Contributed by: Liz Roberts as a companion to her article Canning: Having Your Harvest At Your Fingertips

The most famous recipe of all is Chowchow. This has been adapted from Edna Eby Heller’s Dutch Cookbook (1960)

Chowchow

Ingredients:

1 pint each sliced cucumbers, chopped peppers , chopped cabbage, cut string beans sliced onions, lima beans, chopped green tomatoes, sliced carrots , chopped celery

2 tabkespoons celery seed

4 tablespoons mustard seed

4 cups sugar

4 teaspoons tumeric

Soak cucumbers , peppers cabbage, onions and green tomatoes in salt water overnight. (1/2 cup salt to 2 quarts water) Drain. Cook beans, carrots and lima beans until tender and drain well. Now mix soaked and cooked vegetables with remaining ingredients and boil for ten minutes. Place in sterilized glasses and seal at once.

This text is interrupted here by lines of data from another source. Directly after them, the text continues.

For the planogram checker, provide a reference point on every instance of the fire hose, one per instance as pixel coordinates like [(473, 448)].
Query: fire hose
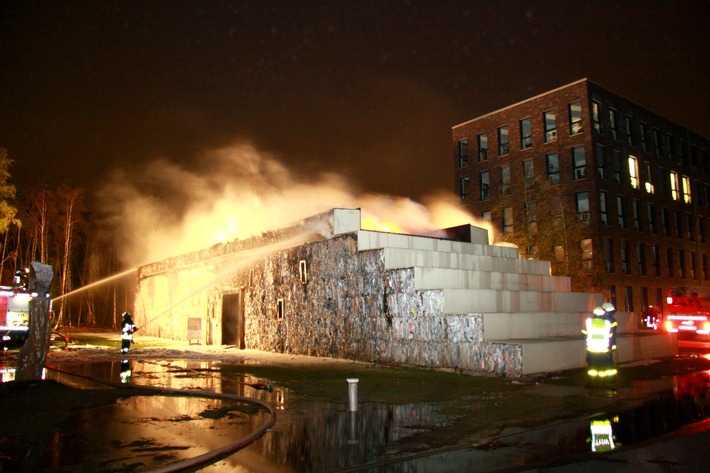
[(212, 456)]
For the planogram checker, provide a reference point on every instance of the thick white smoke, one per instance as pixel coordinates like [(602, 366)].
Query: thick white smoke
[(163, 210)]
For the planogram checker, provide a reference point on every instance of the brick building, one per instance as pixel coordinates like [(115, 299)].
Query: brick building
[(639, 184)]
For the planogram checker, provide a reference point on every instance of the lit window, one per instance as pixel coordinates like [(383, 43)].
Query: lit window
[(550, 126), (575, 118), (633, 172), (674, 185), (686, 190)]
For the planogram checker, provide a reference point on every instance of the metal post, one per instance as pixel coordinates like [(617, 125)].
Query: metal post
[(352, 394)]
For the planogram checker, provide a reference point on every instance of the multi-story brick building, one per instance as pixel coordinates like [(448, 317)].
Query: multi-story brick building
[(639, 182)]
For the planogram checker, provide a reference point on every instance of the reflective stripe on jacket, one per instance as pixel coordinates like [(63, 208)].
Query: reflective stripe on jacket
[(598, 335)]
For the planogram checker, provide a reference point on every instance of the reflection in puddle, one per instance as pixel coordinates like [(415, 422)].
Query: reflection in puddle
[(315, 435)]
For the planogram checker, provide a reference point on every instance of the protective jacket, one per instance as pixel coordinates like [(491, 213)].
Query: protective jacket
[(599, 333)]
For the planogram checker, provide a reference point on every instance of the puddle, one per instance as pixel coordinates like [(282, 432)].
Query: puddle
[(140, 432)]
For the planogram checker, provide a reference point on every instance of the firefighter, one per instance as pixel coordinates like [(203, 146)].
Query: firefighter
[(127, 329), (598, 330)]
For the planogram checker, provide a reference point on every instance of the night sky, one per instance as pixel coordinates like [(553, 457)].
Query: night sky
[(368, 90)]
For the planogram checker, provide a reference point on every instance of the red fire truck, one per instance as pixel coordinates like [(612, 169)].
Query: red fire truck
[(688, 310)]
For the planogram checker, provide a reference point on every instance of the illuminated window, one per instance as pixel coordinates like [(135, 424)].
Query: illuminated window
[(482, 140), (550, 126), (633, 172), (675, 193), (579, 160), (582, 202), (575, 118), (503, 141), (279, 309), (303, 271), (686, 190), (525, 133), (463, 153)]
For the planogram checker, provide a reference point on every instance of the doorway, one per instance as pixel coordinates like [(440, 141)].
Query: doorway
[(233, 320)]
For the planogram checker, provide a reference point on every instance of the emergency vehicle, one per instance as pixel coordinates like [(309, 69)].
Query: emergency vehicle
[(688, 310)]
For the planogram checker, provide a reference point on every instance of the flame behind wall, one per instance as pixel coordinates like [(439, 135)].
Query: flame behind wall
[(162, 209)]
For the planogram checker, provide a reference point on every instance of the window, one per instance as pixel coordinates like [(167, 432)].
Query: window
[(505, 179), (652, 219), (613, 124), (603, 208), (503, 141), (624, 251), (303, 271), (620, 207), (633, 172), (279, 309), (681, 264), (528, 173), (525, 133), (579, 161), (658, 142), (582, 202), (464, 190), (608, 254), (596, 116), (655, 260), (686, 190), (641, 258), (484, 180), (648, 178), (553, 168), (550, 126), (587, 250), (507, 220), (575, 118), (665, 221), (618, 166), (463, 153), (482, 140), (531, 213), (629, 298), (636, 209), (644, 136), (629, 129), (675, 192), (601, 160)]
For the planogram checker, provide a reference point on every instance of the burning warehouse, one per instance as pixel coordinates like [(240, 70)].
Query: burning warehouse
[(325, 287)]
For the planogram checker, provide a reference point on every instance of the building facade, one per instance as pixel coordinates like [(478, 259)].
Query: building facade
[(638, 183)]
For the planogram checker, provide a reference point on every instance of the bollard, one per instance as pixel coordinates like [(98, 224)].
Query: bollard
[(352, 394)]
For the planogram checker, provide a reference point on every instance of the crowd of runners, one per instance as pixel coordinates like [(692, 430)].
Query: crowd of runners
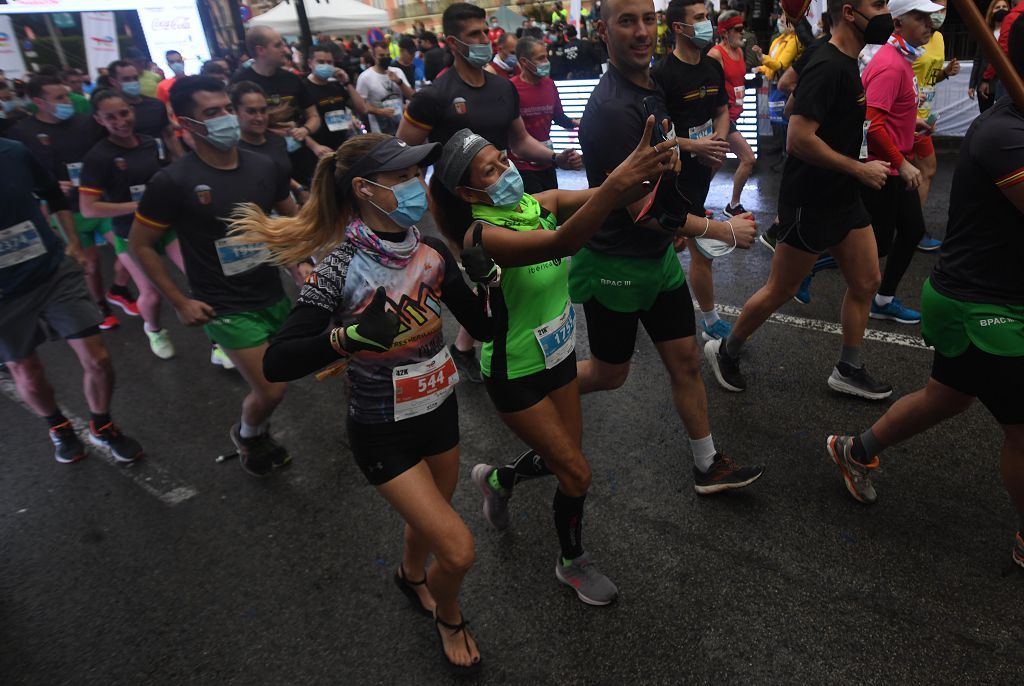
[(231, 176)]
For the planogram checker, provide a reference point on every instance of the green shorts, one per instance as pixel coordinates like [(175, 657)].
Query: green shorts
[(624, 284), (951, 326), (121, 245), (248, 330)]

From the same cookbook comes a recipe for Spiced Sickle Pears. This would be good to make in the fall and have at Christmas time.

Spiced Sickle Pears

Ingredients:

7 pounds sickle pears 6 cups sugar

2 cups cider vinegar 1 cup water

1 tablespoon whole cloves 6 cinnamon sticks

Peel pears but leave cores and stems. Combine sugar, vinegar and water to make a syrup. Ties spices in a muslin bag to boil in syrup for 30 minutes. Add pears and cook until tender, With a spoon, carefully place pears in jars. Boil syrup rapidly for another half hour. Pour it over fruit . Put in jars and seal.

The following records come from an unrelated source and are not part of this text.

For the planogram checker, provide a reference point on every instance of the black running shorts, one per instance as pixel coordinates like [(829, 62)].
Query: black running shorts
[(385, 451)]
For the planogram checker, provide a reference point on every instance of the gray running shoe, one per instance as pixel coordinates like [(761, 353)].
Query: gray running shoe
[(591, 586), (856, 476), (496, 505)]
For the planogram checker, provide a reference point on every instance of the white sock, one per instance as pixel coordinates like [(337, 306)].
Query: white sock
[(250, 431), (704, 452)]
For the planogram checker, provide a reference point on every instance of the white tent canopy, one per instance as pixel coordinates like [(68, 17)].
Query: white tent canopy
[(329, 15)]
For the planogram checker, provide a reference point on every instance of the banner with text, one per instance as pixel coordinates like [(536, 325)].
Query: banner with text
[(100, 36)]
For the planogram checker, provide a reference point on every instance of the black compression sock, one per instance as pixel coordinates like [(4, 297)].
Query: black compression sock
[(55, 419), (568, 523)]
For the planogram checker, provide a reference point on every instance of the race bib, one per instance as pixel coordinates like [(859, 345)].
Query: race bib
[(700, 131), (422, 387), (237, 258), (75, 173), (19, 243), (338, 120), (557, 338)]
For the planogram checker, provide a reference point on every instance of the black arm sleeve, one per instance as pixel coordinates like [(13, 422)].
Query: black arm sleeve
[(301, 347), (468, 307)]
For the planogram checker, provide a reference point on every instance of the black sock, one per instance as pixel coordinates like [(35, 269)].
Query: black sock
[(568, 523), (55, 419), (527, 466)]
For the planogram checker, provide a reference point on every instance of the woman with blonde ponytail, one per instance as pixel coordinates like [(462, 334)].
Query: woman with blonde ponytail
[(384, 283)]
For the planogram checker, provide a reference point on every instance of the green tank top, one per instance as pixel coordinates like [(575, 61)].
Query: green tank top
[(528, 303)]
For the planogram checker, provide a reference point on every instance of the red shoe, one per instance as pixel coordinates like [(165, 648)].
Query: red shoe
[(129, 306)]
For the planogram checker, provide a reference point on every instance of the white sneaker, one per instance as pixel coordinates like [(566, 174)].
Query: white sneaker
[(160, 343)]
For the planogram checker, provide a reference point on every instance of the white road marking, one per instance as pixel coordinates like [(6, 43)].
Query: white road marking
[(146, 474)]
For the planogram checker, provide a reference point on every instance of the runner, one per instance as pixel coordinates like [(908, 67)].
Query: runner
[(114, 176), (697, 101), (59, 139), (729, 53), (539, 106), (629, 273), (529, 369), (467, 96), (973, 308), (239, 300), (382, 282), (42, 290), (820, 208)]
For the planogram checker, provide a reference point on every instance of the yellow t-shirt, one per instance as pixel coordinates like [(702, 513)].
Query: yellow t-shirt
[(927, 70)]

This is from a great cooking website, Lesley’s Recipe Archive (www.lesleysrecipearchive.com)

Strawberry jam

Ingredients:

6 pints strawberries washed 1 1/3 cups liquid pectin

3 cups sugar juice of one fresh lemon

In a large saucepan over medium heat combine strawberries, sugar, liquid pectin and lemon juice. Bring the liquid to a boil, and reduce heat to medium low. Simmer for 25 minutes, stirring occasionally. Spoon the hot mixture into 10 half pint not sterilized jars, filling to within ½ inch to the top. Using a clean damp towel, wipe and fit with a hot lid. Tightly screw on metal ring. Process in a hot water bath for ten minutes. Using tongs, remove the jars placing them on a towel. Let cool. Test the seals and tighten the rings. Store in a cool dry place. Yields 10 half pint jars of jam.